Hoffman recently played a character much older than himself in the film "Far Gone," approaching it the way he approaches all roles, by looking for clues in the script in order to make appropriate physical and emotional choices. Thus he endowed one hand with a tremor, the other with stroke-induced stiffness, which went a long way toward suggesting his character's age and condition without playing a general idea of seniority.

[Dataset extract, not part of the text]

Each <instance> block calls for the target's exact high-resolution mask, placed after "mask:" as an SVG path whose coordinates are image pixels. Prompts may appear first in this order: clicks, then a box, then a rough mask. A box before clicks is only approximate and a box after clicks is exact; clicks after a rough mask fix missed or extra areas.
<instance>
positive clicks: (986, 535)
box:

"My advice to an actor playing an older character is similar to my advice about playing a character who's drunk," Hoffman says. "A drunk is probably trying hard to function. And people in older age are not necessarily doddering. Maybe they walk more carefully, or they've developed cataracts that affect their vision"—all attributes that actors can choose to play. Speaking from (sigh) experience, I agree that most older people prefer to appear younger than they are and will do everything possible, within the limits of their physicality, to behave as youthfully as possible.

Physical Vulnerability

"One thing I've learned about age is its [physical] vulnerability," declares Warren David Keith, who now wears progressive lenses and is aware that he carefully looks down a little when going downstairs and thinks about falling when he's skiing—things that would never have occurred to him when younger. Keith has been playing characters older than himself since college, possibly due, he guesses, to his height (6 feet 2½ inches).

But at 59, and getting cast these days as characters in their 40s to their late 60s, he feels he's just beginning to grow into some of those roles, like Pickering in "Pygmalion." In college, Keith turned down the role of James Tyrone because he was so sick of playing older men, but now he'd love to be cast as the "Long Day's Journey Into Night" patriarch. In his 40s, when he was too young, he played the older actor, Robert, in David Mamet's "A Life in the Theatre"; he wishes he could have another go at that. "Classical theater is full of roles for my age," he says contentedly. (Of course, the same is not necessarily true for women.)

Back when he was younger, Keith loved to make huge, physical choices. Now he'd focus less on posture in those types of roles, he says. "When you hit 60, you don't start doubling over! You want to be tall and imposing. Inside, you're not giving into [age] at all. There's something internal, some denial. You're not wanting to recognize those changes. Maybe you overcompensate for some things and that comes out emotionally…. As your hearing starts to go, you disguise that. You wear a mask of comprehension. It's the inner stuff that you only understand when you get there."

He adds, "It's rare anyone would be cast out of their age range in film or TV." Still, he says, it's useful to tackle older roles if you have the chance: "It's a great trial to put yourself through." It will help you in playing roles in which you have a different physicality, whether it's a character who's disabled in some way or a character in a uniform.

Two years ago, then-45-year-old David Sinaiko played the blind character Hamm in Samuel Beckett's "Endgame." Sinaiko says that even though he was a lot younger than Hamm, whom he imagined to be in his 70s, he was old enough to understand where the character's power lies in a way he wouldn't have comprehended, say, 25 years earlier: "It lies in his experience. If he survived 72 years, he's got that. You do sense that in older people." And as you get older yourself, Sinaiko observes, you develop a different kind of respect for the elderly. For him, just watching his parents and in-laws age has informed his acting—seeing the way their inner rhythms change, even the more deliberate way they process thoughts.

When you're relatively young, as Sinaiko was, the challenge of playing much older might be exciting. But when you are older yourself, how high chronologically are you willing to go? Pendleton has been resisting roles like the ancient servant Firs in "The Cherry Orchard," worried that once he makes that leap, the industry will refuse to ever again think of him as younger than that. Shimono, though, having recently worked on a new Robin Williams–John Travolta film playing a man his own age, says, "I'm ready for the big one!" Whether or not that's Lear, he can't say, but at this point he'd rather play older than younger. He thinks it's a blessing to get older roles, no matter what your age.